ProViDE: A software tool for accurate estimation of viral diversity in metagenomic samples
 

Authors

Tarini Shankar Ghosh, Monzoorul Haque Mohammed, Dinakar Komanduri, Sharmila Shekhar Mande*
 

Affiliation

Bio-Sciences Division, Innovation Labs, Tata Consultancy Services, 1 Software Units Layout, Hyderabad 500 081, Andhra Pradesh, India 

Email

sharmila@atc.tcs.com; *Corresponding author

Article Type

Software

 

Date

Received March 04, 2011; Accepted March 07, 2011; Published March 26, 2011

 

Abstract

Given the absence of universal marker genes in the viral kingdom, researchers typically use BLAST (with stringent E-values) for taxonomic classification of viral metagenomic sequences. Since majority of metagenomic sequences originate from hitherto unknown viral groups, using stringent e-values results in most sequences remaining unclassified. Furthermore, using less stringent e-values results in a high number of incorrect taxonomic assignments. The SOrt-ITEMS algorithm provides an approach to address the above issues. Based on alignment parameters, SOrt-ITEMS follows an elaborate work-flow for assigning reads originating from hitherto unknown archaeal/bacterial genomes. In SOrt-ITEMS, alignment parameter thresholds were generated by observing patterns of sequence divergence within and across various taxonomic groups belonging to bacterial and archaeal kingdoms. However, many taxonomic groups within the viral kingdom lack a typical Linnean-like taxonomic hierarchy.
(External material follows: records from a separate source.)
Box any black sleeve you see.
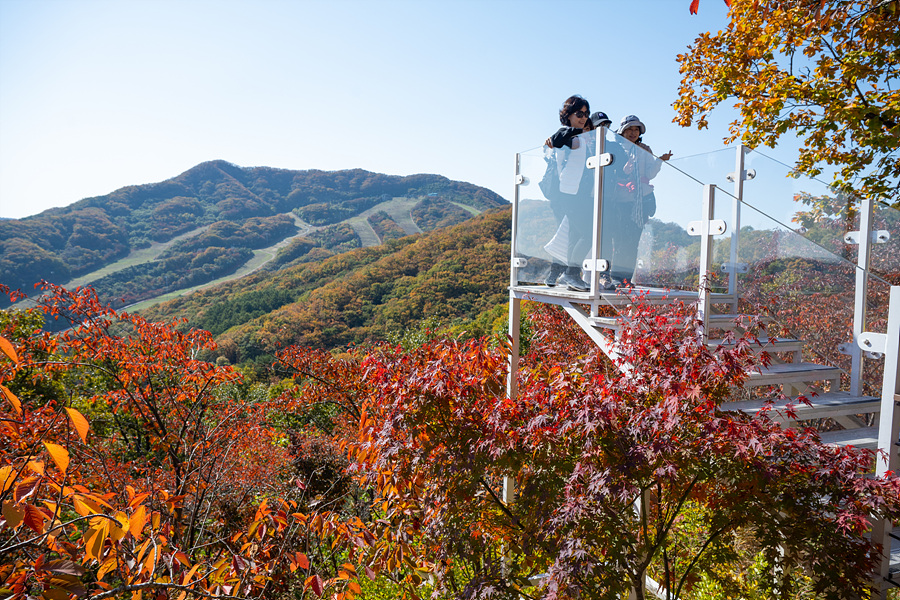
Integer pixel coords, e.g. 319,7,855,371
548,126,583,149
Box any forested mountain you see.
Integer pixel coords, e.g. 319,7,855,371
0,161,505,306
140,207,513,371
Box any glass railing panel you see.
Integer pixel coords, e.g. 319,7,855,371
513,130,597,287
731,199,869,393
709,187,740,296
604,130,705,291
741,149,857,262
867,200,899,285
666,147,737,192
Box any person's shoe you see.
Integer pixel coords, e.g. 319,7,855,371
545,263,565,287
598,274,616,291
561,272,589,291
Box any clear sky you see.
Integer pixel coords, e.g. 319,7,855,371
0,0,777,220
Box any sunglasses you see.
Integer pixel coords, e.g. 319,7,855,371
571,110,589,119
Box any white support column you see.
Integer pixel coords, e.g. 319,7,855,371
850,196,875,396
504,154,523,552
869,286,900,597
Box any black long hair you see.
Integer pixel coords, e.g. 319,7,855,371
559,95,590,126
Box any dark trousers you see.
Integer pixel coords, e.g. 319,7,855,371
604,202,643,282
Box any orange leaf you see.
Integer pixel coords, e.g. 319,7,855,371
1,384,22,416
43,442,70,474
65,408,90,443
23,504,48,533
182,563,201,585
129,505,148,539
97,557,118,581
0,466,15,494
0,335,18,364
348,581,361,595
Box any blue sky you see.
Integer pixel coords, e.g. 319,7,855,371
0,0,774,220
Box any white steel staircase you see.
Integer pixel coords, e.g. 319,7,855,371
507,137,900,597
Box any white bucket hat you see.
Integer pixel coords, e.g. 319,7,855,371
617,114,646,135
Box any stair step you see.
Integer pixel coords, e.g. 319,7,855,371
818,426,879,449
706,313,775,329
709,337,803,355
746,362,841,387
721,392,880,422
586,312,776,332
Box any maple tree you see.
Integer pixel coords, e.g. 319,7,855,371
0,283,369,600
348,299,900,599
676,0,900,204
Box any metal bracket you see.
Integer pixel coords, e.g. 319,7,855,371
687,219,727,236
582,258,610,272
720,262,749,273
516,174,529,186
842,339,884,360
857,332,887,359
726,168,756,183
843,230,890,244
585,153,614,169
512,257,528,268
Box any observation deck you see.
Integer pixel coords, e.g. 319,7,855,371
506,129,900,597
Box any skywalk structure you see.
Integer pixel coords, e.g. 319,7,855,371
506,129,900,597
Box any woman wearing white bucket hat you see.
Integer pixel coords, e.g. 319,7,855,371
607,115,672,287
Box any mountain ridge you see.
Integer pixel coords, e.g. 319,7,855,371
1,162,506,307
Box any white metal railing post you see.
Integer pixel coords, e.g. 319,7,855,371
727,145,747,313
585,127,610,317
850,195,875,396
866,286,900,597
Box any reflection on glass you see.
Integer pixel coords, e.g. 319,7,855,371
515,129,716,292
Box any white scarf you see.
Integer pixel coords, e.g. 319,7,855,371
557,136,587,195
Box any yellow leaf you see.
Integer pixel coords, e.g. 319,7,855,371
43,443,69,474
73,496,100,517
109,511,128,542
2,501,25,528
0,335,18,364
0,384,22,417
26,460,44,475
0,466,15,494
84,524,108,561
65,408,90,443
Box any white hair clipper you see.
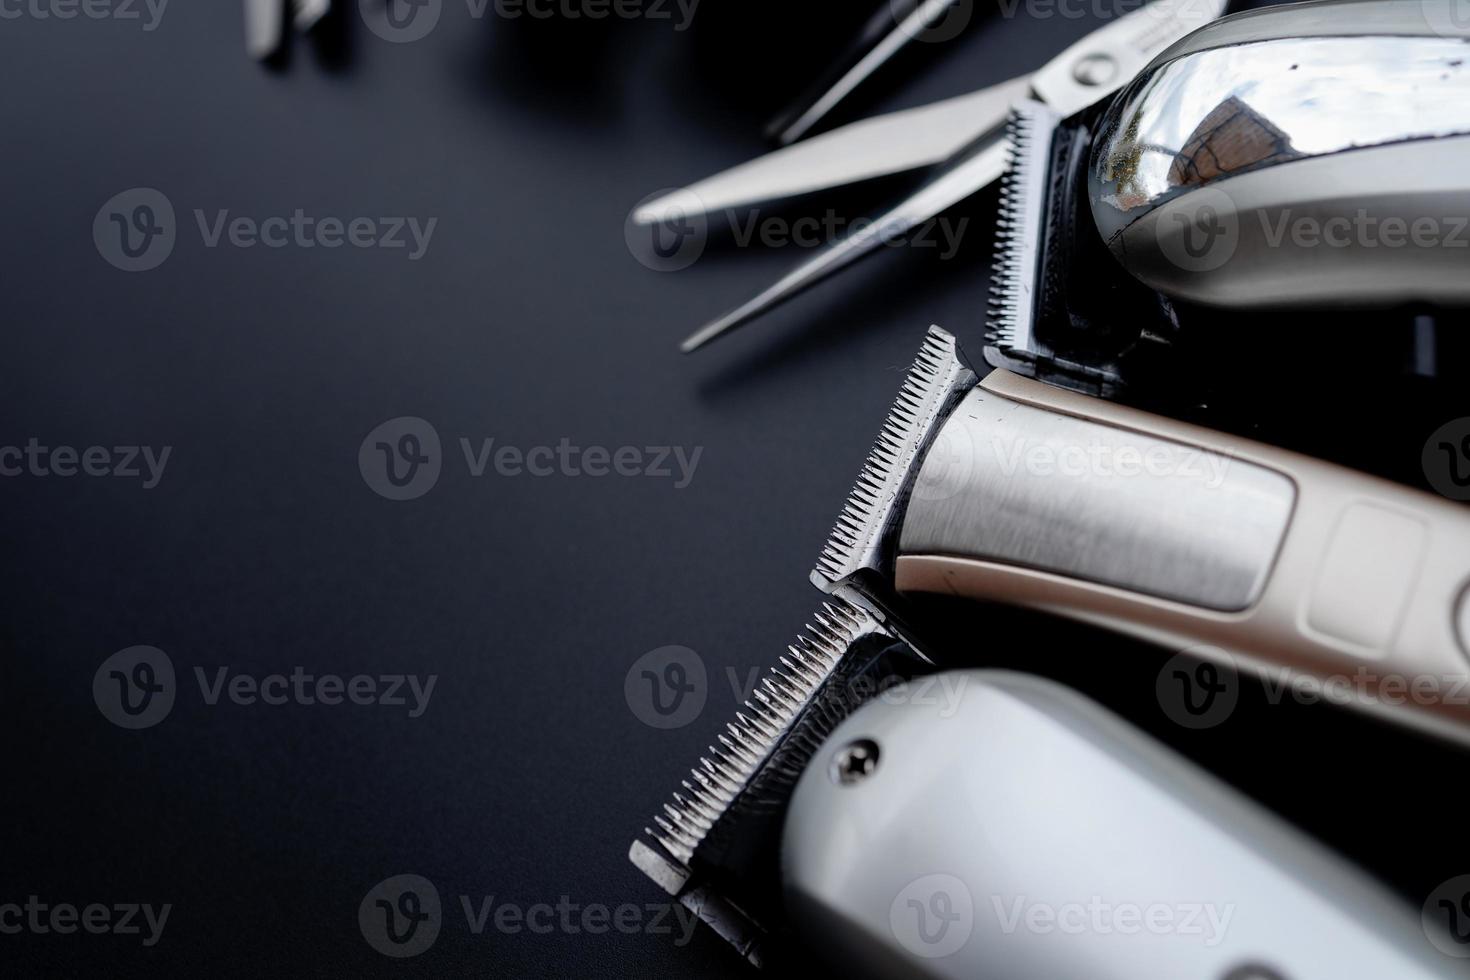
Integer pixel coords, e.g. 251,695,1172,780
632,600,1468,977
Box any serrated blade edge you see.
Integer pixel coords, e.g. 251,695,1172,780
985,101,1060,357
642,598,881,867
810,326,975,594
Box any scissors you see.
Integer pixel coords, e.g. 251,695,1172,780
766,0,978,146
634,0,1230,354
245,0,331,60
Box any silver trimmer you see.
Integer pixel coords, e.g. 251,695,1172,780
633,598,1469,977
817,327,1470,745
788,664,1464,980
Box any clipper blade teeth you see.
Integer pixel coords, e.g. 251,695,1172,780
985,101,1057,355
810,326,973,592
645,598,879,867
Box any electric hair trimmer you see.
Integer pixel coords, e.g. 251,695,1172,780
631,599,1467,977
819,326,1470,745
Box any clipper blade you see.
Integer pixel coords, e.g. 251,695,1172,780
985,100,1060,360
631,597,921,964
810,325,976,596
643,600,875,868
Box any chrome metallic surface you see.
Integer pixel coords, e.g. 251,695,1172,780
1027,0,1225,119
660,0,1227,351
1100,137,1470,308
244,0,285,59
1458,584,1470,658
292,0,330,30
679,141,1008,352
773,0,972,146
784,671,1460,980
898,386,1296,611
1091,23,1470,243
634,77,1031,226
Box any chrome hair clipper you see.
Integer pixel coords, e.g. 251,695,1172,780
786,668,1464,980
815,327,1470,745
1089,0,1470,310
631,600,1466,977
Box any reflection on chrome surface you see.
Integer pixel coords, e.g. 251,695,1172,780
1090,35,1470,239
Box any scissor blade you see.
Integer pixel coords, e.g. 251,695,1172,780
636,76,1030,226
674,0,1229,354
680,136,1007,353
1030,0,1228,117
245,0,285,59
768,0,973,146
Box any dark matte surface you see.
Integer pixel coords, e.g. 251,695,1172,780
2,0,1467,976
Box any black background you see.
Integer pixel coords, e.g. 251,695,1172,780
3,0,1468,975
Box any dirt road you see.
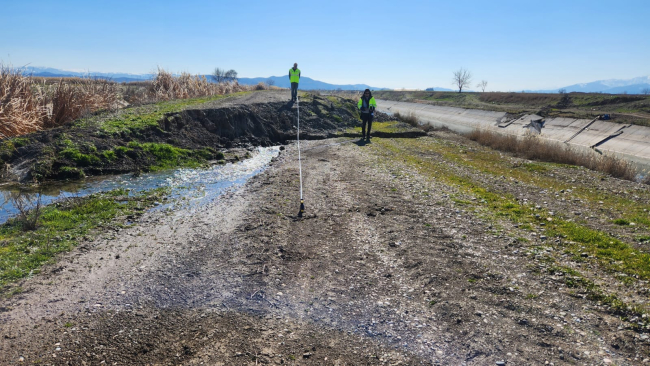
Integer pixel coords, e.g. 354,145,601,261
2,98,650,364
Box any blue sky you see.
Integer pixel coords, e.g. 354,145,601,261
1,0,648,91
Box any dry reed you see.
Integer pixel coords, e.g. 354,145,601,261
0,65,47,138
0,65,269,139
45,78,118,128
148,68,255,101
393,111,419,127
467,129,638,181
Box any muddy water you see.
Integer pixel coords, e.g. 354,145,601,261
0,146,280,224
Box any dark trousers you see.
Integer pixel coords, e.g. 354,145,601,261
291,82,299,101
361,113,373,138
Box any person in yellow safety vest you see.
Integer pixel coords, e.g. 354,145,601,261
357,89,377,141
289,63,301,102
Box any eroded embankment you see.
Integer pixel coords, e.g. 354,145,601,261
0,93,382,183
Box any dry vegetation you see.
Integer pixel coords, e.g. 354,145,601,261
0,65,269,139
0,65,46,138
393,111,419,127
467,129,638,181
477,92,561,105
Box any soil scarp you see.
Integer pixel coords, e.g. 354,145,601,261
0,91,386,183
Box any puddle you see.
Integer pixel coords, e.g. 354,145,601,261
0,146,280,224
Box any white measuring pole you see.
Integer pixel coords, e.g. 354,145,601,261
297,96,303,200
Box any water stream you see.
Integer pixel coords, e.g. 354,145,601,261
0,146,280,224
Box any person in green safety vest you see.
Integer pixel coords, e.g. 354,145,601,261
357,89,377,141
289,63,301,102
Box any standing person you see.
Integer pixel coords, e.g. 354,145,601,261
357,89,377,141
289,63,301,102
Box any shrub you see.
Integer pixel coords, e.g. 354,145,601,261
393,111,419,127
466,129,637,181
3,191,43,231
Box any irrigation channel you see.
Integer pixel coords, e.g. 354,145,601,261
376,99,650,176
0,146,280,224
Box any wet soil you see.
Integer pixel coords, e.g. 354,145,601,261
2,129,650,365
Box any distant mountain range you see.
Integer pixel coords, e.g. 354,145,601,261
21,67,386,91
235,75,387,91
22,66,154,83
425,87,456,92
18,67,650,94
526,76,650,94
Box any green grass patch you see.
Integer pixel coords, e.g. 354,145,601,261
58,166,86,179
368,136,650,328
95,93,248,136
548,265,648,326
102,150,117,161
348,121,420,135
0,188,169,294
371,137,650,283
59,148,101,166
100,143,220,171
140,143,209,171
12,137,30,148
522,162,548,172
613,219,630,226
1,138,31,159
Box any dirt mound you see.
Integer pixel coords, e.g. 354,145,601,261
0,94,390,182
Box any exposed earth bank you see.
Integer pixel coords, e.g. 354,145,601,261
0,91,394,182
1,92,650,365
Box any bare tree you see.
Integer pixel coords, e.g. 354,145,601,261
224,69,238,83
212,68,226,83
476,80,488,92
212,68,238,83
266,78,275,87
643,87,650,95
558,88,567,94
452,68,472,93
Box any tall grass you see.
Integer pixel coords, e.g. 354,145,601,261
45,78,119,129
0,65,270,139
0,65,46,138
467,129,638,181
1,66,119,137
148,68,251,101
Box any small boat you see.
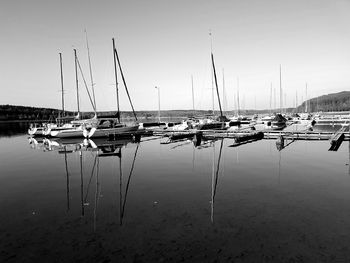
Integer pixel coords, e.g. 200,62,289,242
271,114,287,130
28,123,45,136
260,115,274,125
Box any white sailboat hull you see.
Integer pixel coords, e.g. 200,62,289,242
50,127,84,138
28,127,44,136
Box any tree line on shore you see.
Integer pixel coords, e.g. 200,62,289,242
1,91,349,121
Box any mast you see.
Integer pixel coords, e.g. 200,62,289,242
59,53,65,116
274,87,276,112
191,75,195,115
211,53,223,118
74,49,80,119
284,93,287,113
222,69,227,113
76,54,97,114
305,83,308,113
279,64,282,113
233,88,236,116
155,86,161,123
112,38,120,123
85,30,97,112
211,67,215,115
270,83,272,115
209,31,215,116
237,77,240,116
113,38,138,121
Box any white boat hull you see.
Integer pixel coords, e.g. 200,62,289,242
28,127,44,136
50,127,84,138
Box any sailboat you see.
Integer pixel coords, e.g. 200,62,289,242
83,38,139,139
28,123,45,136
270,65,287,130
196,51,228,130
50,49,98,138
28,54,67,137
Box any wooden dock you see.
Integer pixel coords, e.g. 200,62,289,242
147,125,350,151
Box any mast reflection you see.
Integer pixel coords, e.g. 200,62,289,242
29,137,139,229
119,143,140,225
211,139,224,223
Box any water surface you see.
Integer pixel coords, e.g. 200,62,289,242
1,124,350,262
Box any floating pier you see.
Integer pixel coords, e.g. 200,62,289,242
263,130,350,141
108,129,153,142
329,126,346,151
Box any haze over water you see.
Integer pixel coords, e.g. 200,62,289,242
1,123,350,262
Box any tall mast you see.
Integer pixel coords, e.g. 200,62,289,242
209,31,215,116
305,83,308,113
74,49,80,119
85,30,97,112
279,64,282,113
112,38,120,123
76,55,97,114
274,87,276,112
237,77,240,116
155,86,161,123
211,53,223,118
222,69,227,112
191,75,195,114
233,90,236,116
270,83,272,115
114,38,138,121
284,93,287,113
59,53,64,116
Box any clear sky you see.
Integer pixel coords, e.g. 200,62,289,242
1,0,349,111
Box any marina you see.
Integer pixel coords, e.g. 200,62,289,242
2,0,350,261
2,121,350,262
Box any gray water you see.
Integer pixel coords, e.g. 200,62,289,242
1,123,350,262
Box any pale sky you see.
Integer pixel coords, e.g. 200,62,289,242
1,0,349,111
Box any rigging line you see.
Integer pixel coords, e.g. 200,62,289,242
121,143,140,224
76,55,97,113
85,29,97,111
114,43,138,121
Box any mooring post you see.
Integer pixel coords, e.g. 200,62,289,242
193,131,202,147
276,135,284,151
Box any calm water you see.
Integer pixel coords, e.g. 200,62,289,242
1,123,350,262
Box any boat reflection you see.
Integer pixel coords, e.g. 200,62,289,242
29,137,140,229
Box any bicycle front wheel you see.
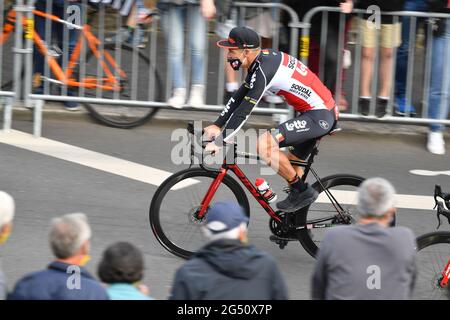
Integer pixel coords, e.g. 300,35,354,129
297,174,366,258
413,231,450,299
82,43,162,128
149,168,250,259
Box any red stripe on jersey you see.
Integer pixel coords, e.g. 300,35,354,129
277,90,312,113
282,52,289,67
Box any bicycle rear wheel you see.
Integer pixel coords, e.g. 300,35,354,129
297,174,366,258
82,43,162,128
149,168,250,259
413,231,450,299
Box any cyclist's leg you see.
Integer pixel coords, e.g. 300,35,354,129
261,109,336,212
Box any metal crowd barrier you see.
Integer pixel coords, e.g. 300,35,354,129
299,6,450,126
0,0,17,132
7,0,301,136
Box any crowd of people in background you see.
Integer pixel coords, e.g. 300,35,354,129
26,0,449,155
0,176,421,300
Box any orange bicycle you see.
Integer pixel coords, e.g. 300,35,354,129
1,4,163,128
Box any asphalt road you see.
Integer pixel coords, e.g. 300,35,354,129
0,116,449,300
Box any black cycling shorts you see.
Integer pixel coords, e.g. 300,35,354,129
272,108,337,160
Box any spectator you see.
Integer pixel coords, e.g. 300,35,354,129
393,0,428,117
0,191,15,300
170,201,288,300
157,0,216,109
105,0,155,48
33,0,83,111
311,177,416,300
98,242,153,300
355,0,405,118
281,1,353,110
425,0,449,155
8,213,108,300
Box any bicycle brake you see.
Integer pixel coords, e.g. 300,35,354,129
436,203,450,229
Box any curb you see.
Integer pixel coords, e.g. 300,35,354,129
4,103,449,139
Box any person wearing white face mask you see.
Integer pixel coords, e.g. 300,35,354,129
0,191,15,300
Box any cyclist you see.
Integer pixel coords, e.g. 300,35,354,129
204,26,339,213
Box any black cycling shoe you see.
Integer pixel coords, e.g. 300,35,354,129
276,184,319,213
In this paper, we present ProViDE (Program for Viral Diversity Estimation), an algorithm that uses a customized set of alignment parameter thresholds, specifically suited for viral metagenomic sequences. These thresholds capture the pattern of sequence divergence and the non-uniform taxonomic hierarchy observed within/across various taxonomic groups of the viral kingdom. Validation results indicate that the percentage of 'correct' assignments by ProViDE is around 1.7 to 3 times higher than that by the widely used similarity based method MEGAN. The misclassification rate of ProViDE is around 3 to 19% (as compared to 5 to 42% by MEGAN) indicating significantly better assignment accuracy. ProViDE software and a supplementary file (containing supplementary figures and tables referred to in this article) is available for download from http://metagenomics.atc.tcs.com/binning/ProViDE/ 

Availability

http://metagenomics.atc.tcs.com/binning/ProViDE/

 

Citation

Ghosh et al. Bioinformation 6(2): 91-94 (2011)

Edited by

TW Tan

 

ISSN

0973-2063

 

Publisher

Biomedical Informatics

 

License

This is an Open Access article which permits unrestricted use, distribution, and reproduction in any medium, provided the original work is properly credited. This is distributed under the terms of the Creative Commons Attribution License.